The Associated Press
The Bush administration illegally suppressed and misrepresented the views of dissenting scientists when it eased logging restrictions under the Northwest Forest Plan, a federal judge in Seattle has ruled.
In his ruling late Friday, U.S. District Judge Ricardo S. Martinez struck down the administration's change to the forest plan, which governs logging on 24 million acres of federal lands in Washington, Oregon and Northern California.
"Here, the dissenting views of responsible scientists were neither set forth in substance, nor their import discussed," as required by the National Environmental Policy Act, Martinez wrote.
Under the 1994 Northwest Forest Plan's Aquatic Conservation Strategy, before federal agencies could approve logging, road building or other projects, they had to determine that the projects would not harm watersheds. That wording, designed to protect salmon, had held up timber activities on 4 million acres designated for logging.
In March 2004, the Bush administration dropped the wording at the request of the timber industry.
Several U.S. Fish and Wildlife Service scientists who worked on the original Northwest Forest Plan objected, saying the change would "remove or weaken several key conservation provisions for aquatic species" and "is of great concern to us."
But such comments were not included in the environmental-impact statement prepared in conjunction with the wording change, Martinez said. Instead, some of the objections were "buried in the appendices as a summary of public comments" but were not seriously weighed by the U.S. Forest Service or Bureau of Land Management.
In one appendix, the administration misrepresented the views of the scientists who drafted the original wording by saying that they did not intend for logging projects to be evaluated for their impact on the watershed, the judge said.
Environmentalists and fishing groups who sued over the wording change were thrilled.

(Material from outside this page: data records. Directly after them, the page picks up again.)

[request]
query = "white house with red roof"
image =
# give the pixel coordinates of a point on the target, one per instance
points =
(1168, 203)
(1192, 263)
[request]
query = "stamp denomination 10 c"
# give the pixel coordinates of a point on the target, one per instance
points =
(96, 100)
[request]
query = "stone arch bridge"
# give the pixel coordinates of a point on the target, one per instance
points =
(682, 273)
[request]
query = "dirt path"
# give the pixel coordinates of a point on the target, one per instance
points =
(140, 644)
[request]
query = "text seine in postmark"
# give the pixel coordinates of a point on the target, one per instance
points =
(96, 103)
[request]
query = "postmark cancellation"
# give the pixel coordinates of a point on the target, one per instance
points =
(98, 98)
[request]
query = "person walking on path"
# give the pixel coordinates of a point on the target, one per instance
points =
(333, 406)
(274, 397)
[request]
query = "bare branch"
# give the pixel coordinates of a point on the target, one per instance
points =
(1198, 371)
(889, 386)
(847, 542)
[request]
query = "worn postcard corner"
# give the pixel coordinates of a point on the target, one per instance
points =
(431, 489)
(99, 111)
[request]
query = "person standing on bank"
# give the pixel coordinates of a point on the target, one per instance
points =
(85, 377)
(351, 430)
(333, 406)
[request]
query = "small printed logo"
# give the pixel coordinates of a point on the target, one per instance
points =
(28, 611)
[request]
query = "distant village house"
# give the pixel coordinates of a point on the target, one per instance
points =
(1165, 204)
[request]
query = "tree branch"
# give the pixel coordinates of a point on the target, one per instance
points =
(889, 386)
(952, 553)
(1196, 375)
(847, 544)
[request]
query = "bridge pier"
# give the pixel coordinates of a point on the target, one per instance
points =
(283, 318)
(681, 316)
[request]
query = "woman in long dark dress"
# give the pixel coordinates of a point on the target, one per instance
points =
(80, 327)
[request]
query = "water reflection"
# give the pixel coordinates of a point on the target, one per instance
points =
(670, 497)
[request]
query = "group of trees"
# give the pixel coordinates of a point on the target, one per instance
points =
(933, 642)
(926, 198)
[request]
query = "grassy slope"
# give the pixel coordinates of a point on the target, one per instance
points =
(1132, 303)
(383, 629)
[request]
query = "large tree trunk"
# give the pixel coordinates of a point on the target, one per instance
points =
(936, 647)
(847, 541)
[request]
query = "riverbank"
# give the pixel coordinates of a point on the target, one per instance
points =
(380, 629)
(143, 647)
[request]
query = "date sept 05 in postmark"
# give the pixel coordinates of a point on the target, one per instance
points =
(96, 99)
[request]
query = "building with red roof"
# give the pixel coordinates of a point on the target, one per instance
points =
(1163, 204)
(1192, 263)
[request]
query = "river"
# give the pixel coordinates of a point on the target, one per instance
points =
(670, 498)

"The timber industry went to the Bush administration with demands to increase logging, and the Bush administration went ahead and did that," Earthjustice lawyer Patti Goldman said Monday. "The lesson is that they can't cut corners on environmental protection just because they want to cut more logs. They have to heed the science and protect the forest for all users."
Chris West, a vice president of the American Forest Research Council in Portland, which intervened in the lawsuit, said the ruling would require unnecessary, watershed-level studies rather than simply evaluating the local effect of the projects.
"We're going to be wasting the taxpayers' money on paperwork for bureaucracy's sake," he said.
Last year, U.S. Magistrate Judge Mary Alice Theiler recommended that Martinez invalidate the wording change because administration officials had failed to give a rational basis for it. Martinez agreed, but he disagreed with her finding that the environmental-impact statement "did not fail to disclose dissenting opinions."